Question

Compare the energies of two radiations \[{E_1}\] with wavelength \[800{\text{ nm}}\] and \[{E_2}\] with wavelength \[400{\text{ nm}}\].
A.\[{{\text{E}}_1}{\text{ = 2}}{{\text{E}}_2}\]
B. \[{{\text{E}}_1}{\text{ = }}{{\text{E}}_2}\]
C. \[{{\text{E}}_2}{\text{ = 2}}{{\text{E}}_1}\]
D. \[{{\text{E}}_2}{\text{ = - }}\dfrac{1}{2}{{\text{E}}_1}\]

Answer 1

Hint: When electromagnetic waves travel, then they carry some amount of energy with them. The energy carried by the electromagnetic waves is given by using Einstein’s equation. According to which the energy of electromagnetic radiation is the product of Planck’ constant and the frequency of the waves. We will compare the energies by using this relation.

Formula Used:
\[{\text{E = }}hv\]
Where, $E$ is the energy possessed by the radiation, \[h\] is known as Planck’s constant and \[v\] is the frequency of radiation.

Complete step by step answer:
When an electromagnetic wave travels in a medium then it carries an amount of energy with it. The amount of energy carried by the wave is the product of Planck’s constant and the frequency with which it travels in the medium. According to Einstein equation,
\[ \Rightarrow {\text{ E = }}hv\]
Here \[v\] is the frequency of radiation and we know that frequency of wave is the ratio of speed of light and distance travelled by it in one cycle which is known as wavelength of wave.

Therefore it can be written as,
\[ \Rightarrow {\text{ }}v{\text{ = }}\dfrac{c}{\lambda }\]
Therefore it can be written as,
\[ \Rightarrow {\text{ E = }}h\dfrac{c}{\lambda }\]
From above we can observe that the value of speed of light and Planck’s constant are always constant. Hence we can say that energy carried by electromagnetic radiation is inversely proportional to its wavelength.
\[ \Rightarrow {\text{ E = }}\dfrac{1}{\lambda }\]
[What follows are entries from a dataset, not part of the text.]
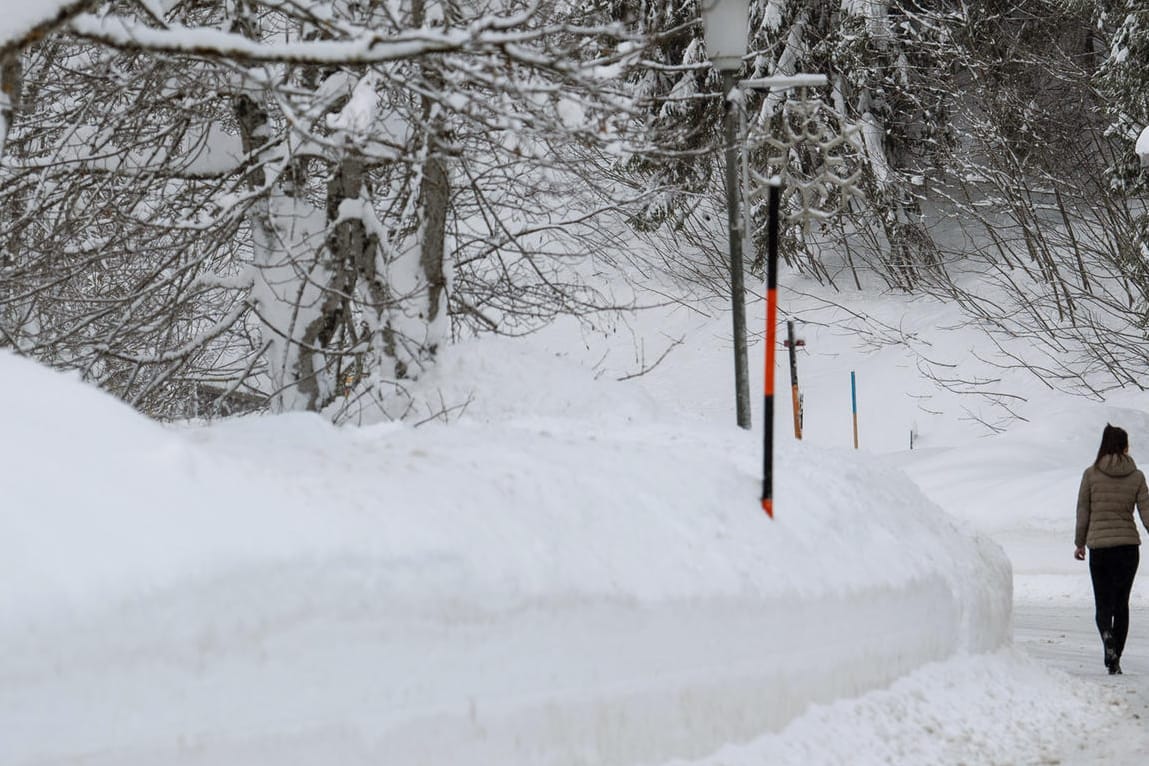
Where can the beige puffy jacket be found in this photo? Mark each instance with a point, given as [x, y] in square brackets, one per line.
[1109, 492]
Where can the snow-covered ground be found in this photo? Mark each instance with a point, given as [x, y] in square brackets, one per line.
[570, 570]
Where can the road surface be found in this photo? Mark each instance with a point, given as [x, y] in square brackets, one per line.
[1066, 640]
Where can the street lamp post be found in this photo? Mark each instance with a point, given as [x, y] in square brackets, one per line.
[725, 24]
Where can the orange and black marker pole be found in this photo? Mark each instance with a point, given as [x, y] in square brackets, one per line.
[792, 343]
[768, 408]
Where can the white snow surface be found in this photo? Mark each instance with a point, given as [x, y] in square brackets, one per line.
[571, 571]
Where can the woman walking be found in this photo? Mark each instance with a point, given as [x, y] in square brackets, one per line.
[1110, 488]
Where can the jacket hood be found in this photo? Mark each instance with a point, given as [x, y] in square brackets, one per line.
[1117, 465]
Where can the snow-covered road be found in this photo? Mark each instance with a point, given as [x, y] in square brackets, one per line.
[1065, 639]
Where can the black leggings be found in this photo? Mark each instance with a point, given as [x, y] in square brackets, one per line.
[1112, 571]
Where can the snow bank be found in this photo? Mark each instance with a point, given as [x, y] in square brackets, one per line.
[533, 590]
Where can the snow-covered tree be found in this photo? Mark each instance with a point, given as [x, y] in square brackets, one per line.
[292, 200]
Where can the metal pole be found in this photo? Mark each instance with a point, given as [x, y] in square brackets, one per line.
[792, 345]
[768, 405]
[737, 281]
[854, 407]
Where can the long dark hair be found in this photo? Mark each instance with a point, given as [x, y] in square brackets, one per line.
[1113, 441]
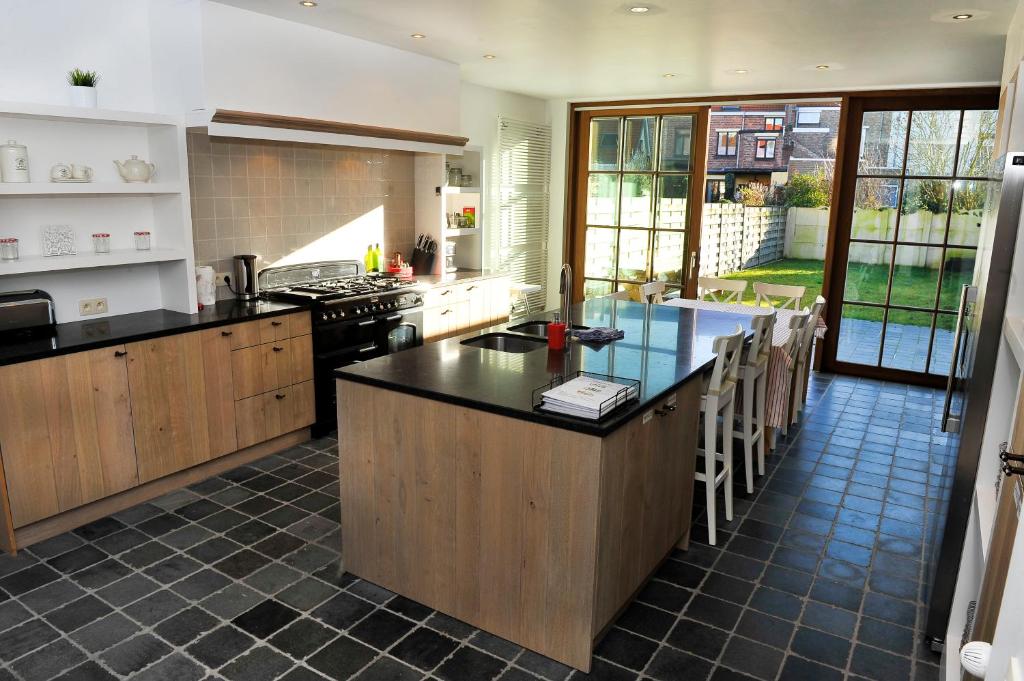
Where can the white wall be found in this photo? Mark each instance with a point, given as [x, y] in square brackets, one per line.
[44, 39]
[257, 62]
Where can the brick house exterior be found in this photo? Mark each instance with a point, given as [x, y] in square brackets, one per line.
[766, 142]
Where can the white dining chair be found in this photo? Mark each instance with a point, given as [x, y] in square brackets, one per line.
[721, 290]
[792, 349]
[790, 296]
[754, 379]
[804, 359]
[719, 400]
[652, 292]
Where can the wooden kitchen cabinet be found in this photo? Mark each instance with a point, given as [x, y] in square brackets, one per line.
[66, 432]
[171, 402]
[275, 413]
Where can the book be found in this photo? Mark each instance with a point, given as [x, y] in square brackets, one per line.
[587, 397]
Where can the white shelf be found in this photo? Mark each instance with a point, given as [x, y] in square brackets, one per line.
[82, 115]
[38, 263]
[88, 188]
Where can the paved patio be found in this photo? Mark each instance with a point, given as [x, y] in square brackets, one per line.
[905, 346]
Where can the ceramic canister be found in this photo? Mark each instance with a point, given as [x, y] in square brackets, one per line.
[13, 162]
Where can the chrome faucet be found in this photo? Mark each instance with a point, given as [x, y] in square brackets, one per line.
[565, 290]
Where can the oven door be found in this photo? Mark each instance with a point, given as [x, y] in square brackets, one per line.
[400, 331]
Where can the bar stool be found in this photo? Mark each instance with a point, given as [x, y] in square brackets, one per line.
[719, 399]
[754, 377]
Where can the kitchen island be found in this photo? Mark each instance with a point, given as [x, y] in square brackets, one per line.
[457, 493]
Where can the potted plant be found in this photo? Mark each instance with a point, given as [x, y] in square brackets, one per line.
[83, 87]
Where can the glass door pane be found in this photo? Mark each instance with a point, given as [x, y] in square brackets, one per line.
[922, 192]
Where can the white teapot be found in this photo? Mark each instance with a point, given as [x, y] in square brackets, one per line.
[135, 170]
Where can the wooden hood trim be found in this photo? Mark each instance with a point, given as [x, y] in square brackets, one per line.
[316, 125]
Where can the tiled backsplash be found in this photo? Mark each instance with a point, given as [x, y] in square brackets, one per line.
[296, 203]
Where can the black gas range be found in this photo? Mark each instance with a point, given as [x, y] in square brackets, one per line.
[355, 316]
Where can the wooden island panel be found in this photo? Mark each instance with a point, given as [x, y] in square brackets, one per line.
[538, 535]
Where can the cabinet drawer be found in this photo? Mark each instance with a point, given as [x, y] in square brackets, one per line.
[271, 414]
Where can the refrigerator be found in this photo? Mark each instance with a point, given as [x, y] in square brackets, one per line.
[977, 345]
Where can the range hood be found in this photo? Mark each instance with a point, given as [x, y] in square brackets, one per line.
[248, 125]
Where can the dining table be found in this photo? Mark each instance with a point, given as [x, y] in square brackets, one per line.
[779, 379]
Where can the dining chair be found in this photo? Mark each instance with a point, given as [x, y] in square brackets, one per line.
[652, 292]
[754, 379]
[792, 349]
[799, 395]
[721, 290]
[719, 400]
[792, 295]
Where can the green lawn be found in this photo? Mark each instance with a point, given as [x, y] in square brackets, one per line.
[911, 286]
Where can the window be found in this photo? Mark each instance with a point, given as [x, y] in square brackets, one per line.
[808, 117]
[766, 149]
[727, 142]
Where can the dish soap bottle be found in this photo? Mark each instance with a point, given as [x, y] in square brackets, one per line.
[378, 258]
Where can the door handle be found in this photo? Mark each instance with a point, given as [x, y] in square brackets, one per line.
[951, 423]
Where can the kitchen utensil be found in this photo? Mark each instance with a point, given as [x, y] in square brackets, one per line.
[135, 170]
[58, 240]
[8, 249]
[24, 310]
[101, 242]
[245, 281]
[13, 162]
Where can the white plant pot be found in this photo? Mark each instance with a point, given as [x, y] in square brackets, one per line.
[82, 95]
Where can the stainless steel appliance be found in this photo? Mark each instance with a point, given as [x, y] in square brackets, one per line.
[245, 281]
[26, 312]
[355, 316]
[976, 346]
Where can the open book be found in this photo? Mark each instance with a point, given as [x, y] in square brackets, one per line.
[587, 397]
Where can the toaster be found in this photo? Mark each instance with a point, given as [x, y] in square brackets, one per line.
[26, 311]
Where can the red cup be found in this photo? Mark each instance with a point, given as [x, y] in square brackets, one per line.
[556, 336]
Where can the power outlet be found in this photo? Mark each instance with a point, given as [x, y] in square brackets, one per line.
[88, 306]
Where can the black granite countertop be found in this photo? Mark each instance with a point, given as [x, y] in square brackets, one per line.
[664, 347]
[80, 336]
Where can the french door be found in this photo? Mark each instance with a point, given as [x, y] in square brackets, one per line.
[918, 184]
[634, 217]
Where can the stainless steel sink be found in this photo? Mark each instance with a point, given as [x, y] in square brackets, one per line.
[539, 328]
[504, 342]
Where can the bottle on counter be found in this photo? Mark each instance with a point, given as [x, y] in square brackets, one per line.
[378, 258]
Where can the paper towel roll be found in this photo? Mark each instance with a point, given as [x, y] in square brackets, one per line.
[206, 288]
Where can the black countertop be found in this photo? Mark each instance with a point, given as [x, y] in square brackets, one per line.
[80, 336]
[664, 347]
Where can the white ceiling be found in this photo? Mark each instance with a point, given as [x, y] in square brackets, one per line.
[596, 48]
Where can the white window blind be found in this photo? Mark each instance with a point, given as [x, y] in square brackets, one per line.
[523, 173]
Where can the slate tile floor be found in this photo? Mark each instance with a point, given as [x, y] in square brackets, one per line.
[817, 578]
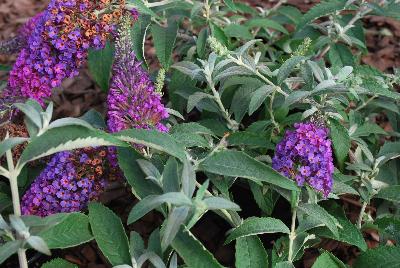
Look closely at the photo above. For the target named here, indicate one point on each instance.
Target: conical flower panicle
(132, 99)
(58, 42)
(305, 155)
(70, 180)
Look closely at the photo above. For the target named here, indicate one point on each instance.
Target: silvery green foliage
(245, 79)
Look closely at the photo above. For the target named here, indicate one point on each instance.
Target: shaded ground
(80, 94)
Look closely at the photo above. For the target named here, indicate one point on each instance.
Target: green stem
(366, 103)
(271, 110)
(13, 177)
(233, 125)
(292, 235)
(361, 215)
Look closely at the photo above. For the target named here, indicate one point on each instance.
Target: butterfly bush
(70, 180)
(58, 43)
(132, 100)
(305, 155)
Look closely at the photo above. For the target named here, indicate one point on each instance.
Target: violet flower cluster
(305, 155)
(132, 99)
(69, 181)
(58, 44)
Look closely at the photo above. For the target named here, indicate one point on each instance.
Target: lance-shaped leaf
(239, 164)
(391, 193)
(250, 253)
(72, 231)
(164, 41)
(255, 226)
(193, 252)
(287, 67)
(10, 143)
(175, 219)
(151, 202)
(109, 234)
(318, 213)
(57, 263)
(383, 256)
(8, 249)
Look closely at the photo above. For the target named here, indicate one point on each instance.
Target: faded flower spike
(69, 181)
(57, 43)
(132, 100)
(305, 155)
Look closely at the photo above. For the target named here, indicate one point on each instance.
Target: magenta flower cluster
(57, 46)
(132, 99)
(69, 181)
(305, 155)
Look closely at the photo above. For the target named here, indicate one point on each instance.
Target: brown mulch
(80, 94)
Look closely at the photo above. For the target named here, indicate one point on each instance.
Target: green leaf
(8, 249)
(94, 118)
(324, 8)
(318, 213)
(239, 164)
(231, 5)
(127, 160)
(153, 139)
(100, 64)
(246, 138)
(173, 224)
(284, 264)
(391, 193)
(266, 23)
(296, 96)
(201, 43)
(109, 234)
(214, 203)
(194, 254)
(291, 12)
(258, 97)
(348, 232)
(340, 55)
(287, 67)
(250, 253)
(66, 138)
(254, 226)
(238, 31)
(240, 101)
(389, 227)
(380, 257)
(59, 263)
(10, 143)
(151, 202)
(341, 141)
(142, 8)
(38, 244)
(170, 176)
(164, 41)
(368, 129)
(71, 231)
(218, 33)
(138, 35)
(328, 260)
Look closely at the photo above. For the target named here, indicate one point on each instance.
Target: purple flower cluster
(58, 43)
(132, 99)
(305, 155)
(69, 181)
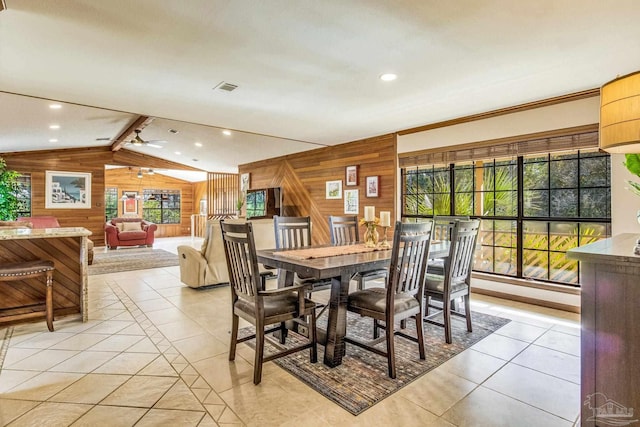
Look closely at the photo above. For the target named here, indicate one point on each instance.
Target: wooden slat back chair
(442, 229)
(344, 231)
(456, 282)
(402, 297)
(258, 306)
(293, 232)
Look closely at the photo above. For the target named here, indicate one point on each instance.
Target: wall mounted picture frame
(67, 190)
(351, 202)
(351, 175)
(333, 189)
(130, 204)
(244, 182)
(373, 186)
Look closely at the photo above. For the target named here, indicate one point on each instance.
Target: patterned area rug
(361, 381)
(131, 259)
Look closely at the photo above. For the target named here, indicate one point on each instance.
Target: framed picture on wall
(373, 185)
(244, 182)
(333, 190)
(351, 202)
(67, 190)
(130, 202)
(351, 174)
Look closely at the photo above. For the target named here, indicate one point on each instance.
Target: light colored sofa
(208, 266)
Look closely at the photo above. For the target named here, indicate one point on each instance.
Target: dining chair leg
(257, 364)
(283, 332)
(446, 312)
(313, 336)
(467, 311)
(420, 332)
(391, 352)
(234, 337)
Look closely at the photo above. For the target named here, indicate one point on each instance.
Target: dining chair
(456, 282)
(344, 231)
(402, 296)
(258, 306)
(442, 228)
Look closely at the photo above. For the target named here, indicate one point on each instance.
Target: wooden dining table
(339, 269)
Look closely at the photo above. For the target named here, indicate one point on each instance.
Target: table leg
(337, 322)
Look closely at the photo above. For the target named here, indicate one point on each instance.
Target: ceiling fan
(139, 142)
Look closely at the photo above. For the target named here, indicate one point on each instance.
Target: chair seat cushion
(132, 235)
(275, 305)
(374, 299)
(435, 282)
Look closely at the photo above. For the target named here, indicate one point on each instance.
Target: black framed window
(161, 206)
(532, 208)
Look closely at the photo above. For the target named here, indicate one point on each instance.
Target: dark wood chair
(402, 297)
(456, 282)
(442, 229)
(258, 306)
(344, 231)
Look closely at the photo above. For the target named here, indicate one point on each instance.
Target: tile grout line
(165, 348)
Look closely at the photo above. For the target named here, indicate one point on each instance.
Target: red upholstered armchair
(129, 232)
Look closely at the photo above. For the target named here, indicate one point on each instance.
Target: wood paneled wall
(91, 160)
(125, 179)
(302, 178)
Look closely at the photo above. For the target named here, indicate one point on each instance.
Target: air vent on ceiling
(226, 86)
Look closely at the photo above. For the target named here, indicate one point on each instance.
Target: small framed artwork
(333, 189)
(67, 190)
(130, 204)
(244, 182)
(351, 174)
(351, 202)
(373, 186)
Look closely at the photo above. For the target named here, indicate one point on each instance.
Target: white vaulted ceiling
(306, 70)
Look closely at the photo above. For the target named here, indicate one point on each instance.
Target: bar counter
(610, 331)
(67, 248)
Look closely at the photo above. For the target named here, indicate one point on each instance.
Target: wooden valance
(575, 138)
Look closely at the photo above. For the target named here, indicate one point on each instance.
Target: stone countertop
(616, 249)
(42, 233)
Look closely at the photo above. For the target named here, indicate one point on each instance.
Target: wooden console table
(610, 340)
(67, 248)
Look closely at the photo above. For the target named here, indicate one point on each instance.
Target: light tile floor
(154, 352)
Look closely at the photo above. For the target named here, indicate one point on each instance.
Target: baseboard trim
(527, 300)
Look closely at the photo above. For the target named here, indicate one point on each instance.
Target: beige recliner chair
(208, 266)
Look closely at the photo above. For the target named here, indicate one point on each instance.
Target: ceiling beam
(139, 123)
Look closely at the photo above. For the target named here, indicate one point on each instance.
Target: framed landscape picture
(351, 175)
(130, 204)
(351, 202)
(373, 184)
(333, 189)
(67, 190)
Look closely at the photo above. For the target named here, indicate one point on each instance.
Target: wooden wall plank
(302, 178)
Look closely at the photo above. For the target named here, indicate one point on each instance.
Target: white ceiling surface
(306, 70)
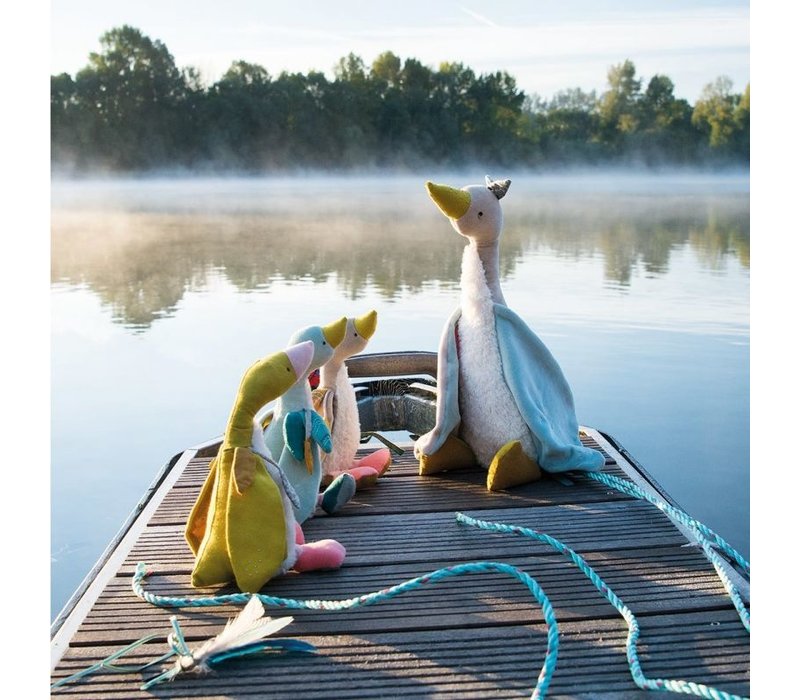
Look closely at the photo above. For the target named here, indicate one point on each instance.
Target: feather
(248, 627)
(243, 635)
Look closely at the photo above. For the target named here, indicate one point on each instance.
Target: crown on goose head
(498, 187)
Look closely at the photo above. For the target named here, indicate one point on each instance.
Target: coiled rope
(634, 665)
(702, 533)
(551, 655)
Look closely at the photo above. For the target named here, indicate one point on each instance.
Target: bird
(295, 433)
(503, 401)
(335, 400)
(242, 526)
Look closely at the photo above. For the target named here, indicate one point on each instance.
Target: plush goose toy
(242, 527)
(296, 433)
(335, 400)
(503, 401)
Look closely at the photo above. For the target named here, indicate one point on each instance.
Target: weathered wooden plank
(478, 662)
(638, 577)
(471, 636)
(381, 539)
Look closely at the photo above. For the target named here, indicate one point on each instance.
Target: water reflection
(140, 249)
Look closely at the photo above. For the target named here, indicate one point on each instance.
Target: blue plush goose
(296, 432)
(503, 401)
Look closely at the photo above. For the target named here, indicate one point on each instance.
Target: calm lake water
(164, 291)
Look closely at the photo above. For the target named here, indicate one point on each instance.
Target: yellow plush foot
(453, 454)
(511, 467)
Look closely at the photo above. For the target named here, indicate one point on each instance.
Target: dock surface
(478, 635)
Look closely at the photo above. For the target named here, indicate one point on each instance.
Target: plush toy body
(503, 401)
(296, 432)
(335, 400)
(242, 527)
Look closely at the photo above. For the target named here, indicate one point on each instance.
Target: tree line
(133, 109)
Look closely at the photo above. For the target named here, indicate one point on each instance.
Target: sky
(547, 46)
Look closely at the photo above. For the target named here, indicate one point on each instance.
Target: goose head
(325, 339)
(474, 211)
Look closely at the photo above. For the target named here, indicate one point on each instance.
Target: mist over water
(164, 290)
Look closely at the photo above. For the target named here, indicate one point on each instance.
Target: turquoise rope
(551, 654)
(701, 533)
(675, 686)
(675, 513)
(108, 664)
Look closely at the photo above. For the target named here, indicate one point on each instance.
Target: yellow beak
(334, 332)
(453, 203)
(366, 324)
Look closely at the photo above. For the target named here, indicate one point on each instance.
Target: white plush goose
(335, 400)
(503, 401)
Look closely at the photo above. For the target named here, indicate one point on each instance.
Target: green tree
(665, 126)
(741, 118)
(134, 89)
(714, 112)
(618, 105)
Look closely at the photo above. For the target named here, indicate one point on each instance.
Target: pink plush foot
(325, 554)
(364, 476)
(380, 460)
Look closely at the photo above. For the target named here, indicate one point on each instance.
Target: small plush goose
(503, 401)
(242, 526)
(296, 432)
(335, 400)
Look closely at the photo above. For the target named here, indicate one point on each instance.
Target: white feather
(247, 627)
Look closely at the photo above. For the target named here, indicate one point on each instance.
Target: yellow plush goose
(242, 527)
(502, 401)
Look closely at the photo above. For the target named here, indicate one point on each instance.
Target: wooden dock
(469, 636)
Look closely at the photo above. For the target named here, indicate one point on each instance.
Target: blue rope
(676, 514)
(675, 686)
(701, 533)
(551, 654)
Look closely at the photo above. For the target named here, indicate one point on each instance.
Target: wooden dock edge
(636, 473)
(70, 619)
(77, 608)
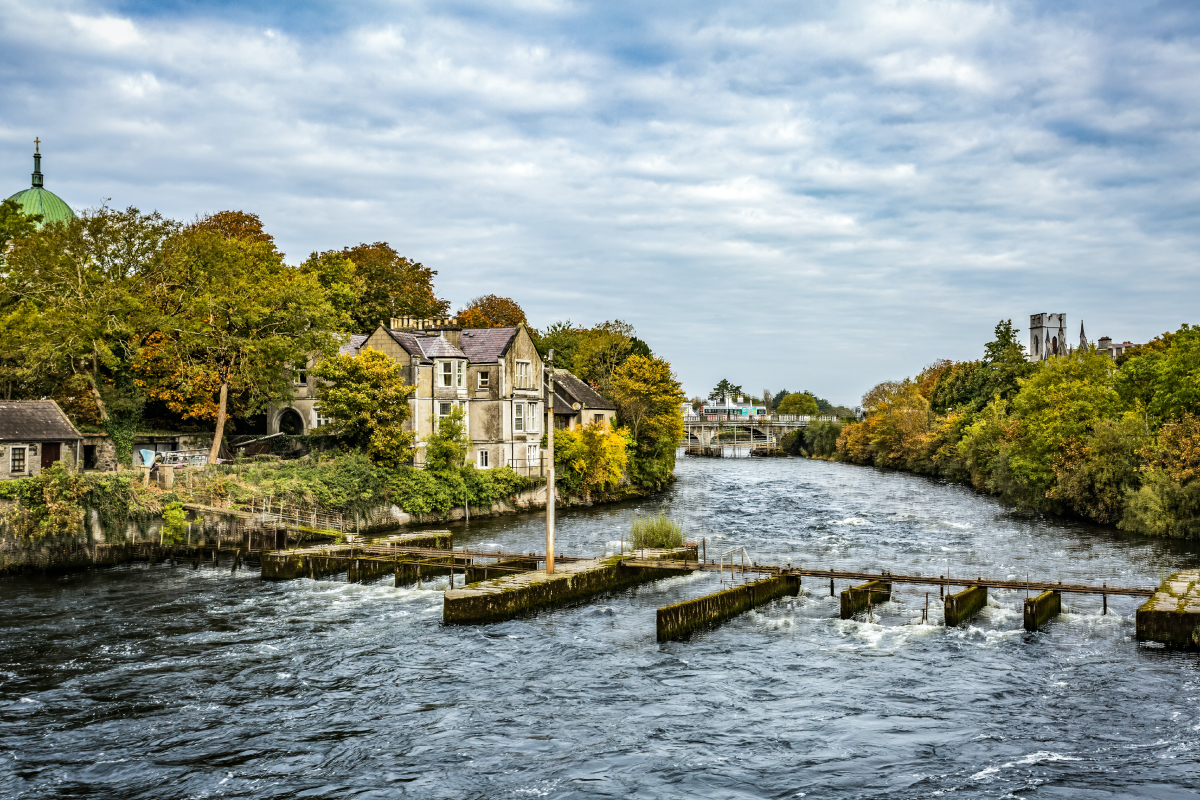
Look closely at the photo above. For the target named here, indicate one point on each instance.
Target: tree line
(1116, 441)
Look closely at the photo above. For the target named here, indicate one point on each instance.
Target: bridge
(730, 437)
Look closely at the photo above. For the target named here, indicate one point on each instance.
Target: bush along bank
(1079, 434)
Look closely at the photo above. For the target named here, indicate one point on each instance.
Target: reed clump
(655, 530)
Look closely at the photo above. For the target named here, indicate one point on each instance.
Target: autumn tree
(394, 286)
(491, 311)
(82, 283)
(366, 397)
(648, 401)
(233, 311)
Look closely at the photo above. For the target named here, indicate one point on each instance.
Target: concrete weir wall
(1173, 614)
(514, 595)
(856, 599)
(681, 619)
(965, 605)
(287, 565)
(1043, 608)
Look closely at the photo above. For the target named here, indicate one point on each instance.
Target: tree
(648, 396)
(232, 308)
(725, 388)
(393, 287)
(366, 397)
(801, 403)
(490, 311)
(83, 284)
(447, 447)
(339, 277)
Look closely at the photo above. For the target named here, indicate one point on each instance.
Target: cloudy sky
(805, 194)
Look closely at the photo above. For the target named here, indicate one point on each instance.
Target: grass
(655, 530)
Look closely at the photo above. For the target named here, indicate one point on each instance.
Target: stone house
(492, 373)
(34, 434)
(576, 403)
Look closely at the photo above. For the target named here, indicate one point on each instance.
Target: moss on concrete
(965, 605)
(1173, 614)
(682, 619)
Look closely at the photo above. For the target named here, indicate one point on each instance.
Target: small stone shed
(34, 434)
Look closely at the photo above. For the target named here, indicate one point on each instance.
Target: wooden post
(550, 469)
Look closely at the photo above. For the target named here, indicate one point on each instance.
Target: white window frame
(12, 461)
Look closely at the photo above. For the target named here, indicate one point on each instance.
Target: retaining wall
(682, 619)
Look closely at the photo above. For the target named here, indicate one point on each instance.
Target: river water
(153, 681)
According to question Energy for wavelength \[800{\text{ nm}}\] can be calculated as:
\[ \Rightarrow {\text{ }}{{\text{E}}_1}{\text{ = }}\dfrac{1}{\lambda }\]
\[ \Rightarrow {\text{ }}{{\text{E}}_1}{\text{ = }}\dfrac{1}{{800}}\] ____________\[(1)\]
Similarly for wavelength \[400{\text{ nm}}\] energy will be:
\[ \Rightarrow {\text{ }}{{\text{E}}_2}{\text{ = }}\dfrac{1}{\lambda }\]
\[ \Rightarrow {\text{ }}{{\text{E}}_2}{\text{ = }}\dfrac{1}{{400}}\] _____________\[(2)\]
On dividing equation \[(1)\] and equation \[(2)\] we get the result as:
\[ \Rightarrow {\text{ }}\dfrac{{{{\text{E}}_1}}}{{{{\text{E}}_2}}}{\text{ = }}\dfrac{{400}}{{800}}\]
On solving we get the reduced result as:
\[ \therefore {\text{ }}\dfrac{{{{\text{E}}_1}}}{{{{\text{E}}_2}}}{\text{ = }}\dfrac{1}{2}\] Or \[{{\text{E}}_2}{\text{ = 2}}{{\text{E}}_1}\]

Therefore the correct option is C.

Note: We can remember the relation between the energy and wavelength of electromagnetic radiations. Since we have to find the ratio of both energies so do not put the value of speed of light and Planck’s constant. Thus we can say that the wavelength having more wavelength will have lesser energy with it.